I’m sure that one counter-argument is that there are plenty of soccer analytics researchers doing interesting and compelling work, and the papers and posters presented at the recent NESSIS indicate that. But those researchers were working from an in-match dataset supplied by StatDNA. The type of research one can do with historical data remains limited relative to basketball and other sports. (It’s still quite good, don’t misunderstand me, but it’s a different kind of work from what’s being shown at the SSAC.)
Now, let’s talk about the research paper finalists. I think if there’s one consolation for the heavy basketball content, it is that basketball analytics hold a lot of parallels with soccer analytics and advances in one field have applications to the other. In general that’s true of all of the invasion team sports.
One paper that I am looking forward to listen to is one that incorporates an expected goals model in an advanced plus/minus rating for the National Hockey League. This paper is a continuation of work that the author had presented as a poster at the SSAC last year (he’s an Assistant Professor at USMA-West Point). There’s been quite a bit of discussion on advanced plus/minus ratings in soccer, and one of the complications of employing that metric is the high level of statistical noise in the result. Prof. MacDonald uses multiple predictor variables to create expected goals and combines that result with ridge regression to obtain a smoother plus/minus metric. (The mean-squared error goes down, but in his table of the top ten players there is no standard deviation attached to the plus/minus ratings.)
Another variation on the advanced plus/minus metric is the “Skills Plus Minus” presented by a group of three quantitative finance analysts. The objective of this research is to measure team chemistry in the NBA by incorporating the player’s offensive and defensive skills (quantified by match statistics) within the multiple regression structure of the advanced plus/minus metric. The authors claim that this framework allows one to identify which group of players work well together, and which free agents are best fits for particular teams. It’s very sophisticated research (would you expect anything different from a group of quants?) and something that a lot of NBA executives would be interested in.

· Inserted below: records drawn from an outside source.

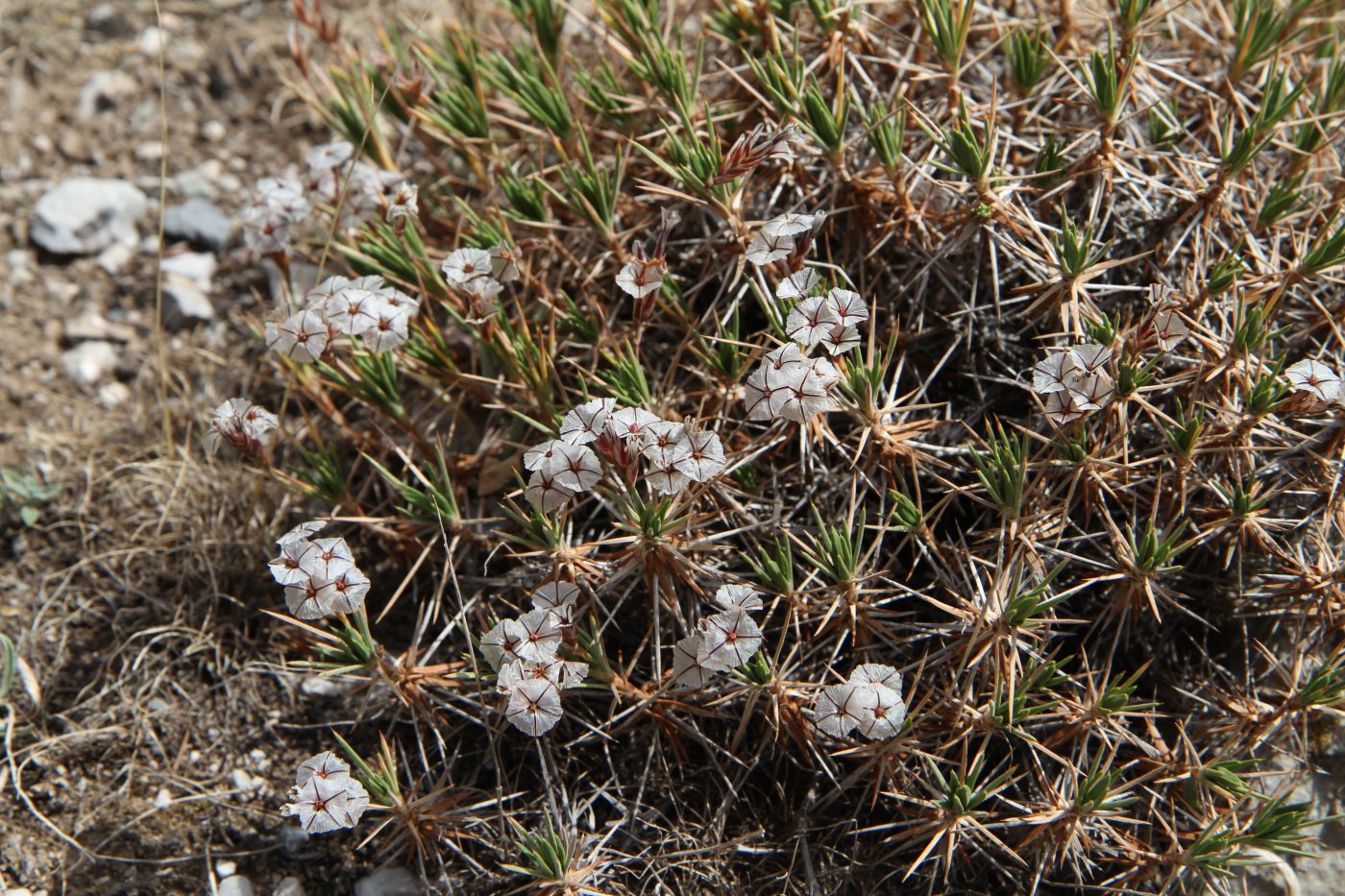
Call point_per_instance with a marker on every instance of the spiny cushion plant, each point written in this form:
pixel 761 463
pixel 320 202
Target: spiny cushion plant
pixel 807 447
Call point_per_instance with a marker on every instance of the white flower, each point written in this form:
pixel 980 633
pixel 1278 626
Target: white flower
pixel 575 467
pixel 1089 356
pixel 239 423
pixel 386 331
pixel 327 802
pixel 878 689
pixel 1053 373
pixel 541 637
pixel 1170 328
pixel 330 157
pixel 847 305
pixel 1062 408
pixel 784 356
pixel 540 456
pixel 840 709
pixel 285 568
pixel 501 642
pixel 689 673
pixel 629 423
pixel 1314 378
pixel 841 338
pixel 326 764
pixel 737 597
pixel 797 284
pixel 404 205
pixel 699 456
pixel 585 423
pixel 810 321
pixel 504 261
pixel 319 298
pixel 302 336
pixel 659 439
pixel 326 559
pixel 464 265
pixel 806 396
pixel 639 278
pixel 545 493
pixel 303 599
pixel 823 370
pixel 1092 392
pixel 345 593
pixel 354 309
pixel 728 640
pixel 561 673
pixel 666 479
pixel 534 707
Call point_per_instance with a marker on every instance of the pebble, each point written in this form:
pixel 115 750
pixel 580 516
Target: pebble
pixel 389 882
pixel 201 224
pixel 152 39
pixel 197 268
pixel 85 215
pixel 89 361
pixel 214 131
pixel 235 885
pixel 103 90
pixel 116 257
pixel 289 886
pixel 184 303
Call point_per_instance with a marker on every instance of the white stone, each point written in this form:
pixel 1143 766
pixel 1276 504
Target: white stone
pixel 89 361
pixel 85 215
pixel 389 882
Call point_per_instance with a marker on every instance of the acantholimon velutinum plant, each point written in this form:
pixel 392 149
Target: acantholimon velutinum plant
pixel 816 447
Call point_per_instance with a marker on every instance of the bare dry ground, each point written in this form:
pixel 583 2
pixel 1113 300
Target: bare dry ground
pixel 151 735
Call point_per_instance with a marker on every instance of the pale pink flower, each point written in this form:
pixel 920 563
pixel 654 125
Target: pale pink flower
pixel 728 640
pixel 584 424
pixel 534 707
pixel 302 336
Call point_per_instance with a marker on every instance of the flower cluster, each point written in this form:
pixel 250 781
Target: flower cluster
pixel 1317 379
pixel 325 795
pixel 362 190
pixel 333 178
pixel 764 143
pixel 480 275
pixel 363 307
pixel 241 424
pixel 784 238
pixel 1167 325
pixel 525 654
pixel 1073 382
pixel 672 453
pixel 279 204
pixel 319 574
pixel 869 701
pixel 790 383
pixel 723 641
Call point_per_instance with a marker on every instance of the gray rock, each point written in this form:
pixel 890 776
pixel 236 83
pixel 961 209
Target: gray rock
pixel 235 885
pixel 116 257
pixel 389 882
pixel 107 19
pixel 289 886
pixel 201 224
pixel 85 215
pixel 89 361
pixel 184 303
pixel 197 267
pixel 104 90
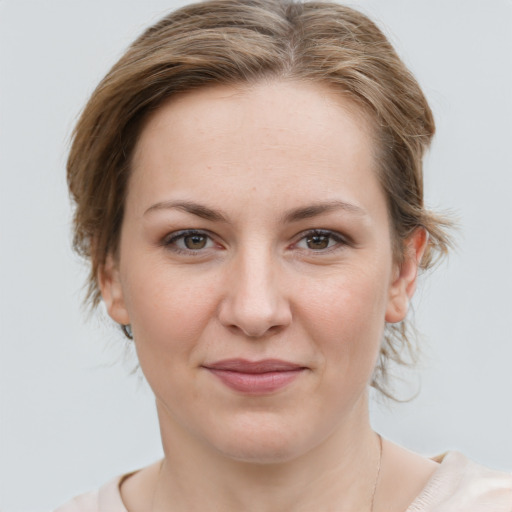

Two papers at the Conference present results from new data measurement technologies. The most interesting paper is Kirk Goldsberry’s on Sportvision, which is an analytics platform that incorporates spatial information to create new metrics of offensive performance in a basketball game. Goldsberry is a postdoctoral researcher in Geography at Harvard, and it appears that that skill set is really valuable in looking at basketball — or any other invasion sport — in a different way. Another paper by a group of University of Southern California researchers studies rebounding behaviors using STATS optical tracking data. It’s interesting work, but a research team could do the same thing in soccer with Prozone or Tracab data.
Finally, the paper that uses cumulative win probability to predict performance in the NCAA basketball tournament could have implications for predictive markets. I like looking at such papers to see how other researchers in other sports are approaching the issue, while recognizing that there are some unique characteristics of soccer competitions.
So in conclusion, just because none of the papers in the Research Paper track focus on soccer doesn’t mean that there aren’t cross-pollination opportunities. The big issues for those of us in the soccer analytics community are data richness and data access — it’s usually one or the other, but rarely both.
(CORRECTION: The Research Paper Competition started in 2010, not 2009. I changed the text.)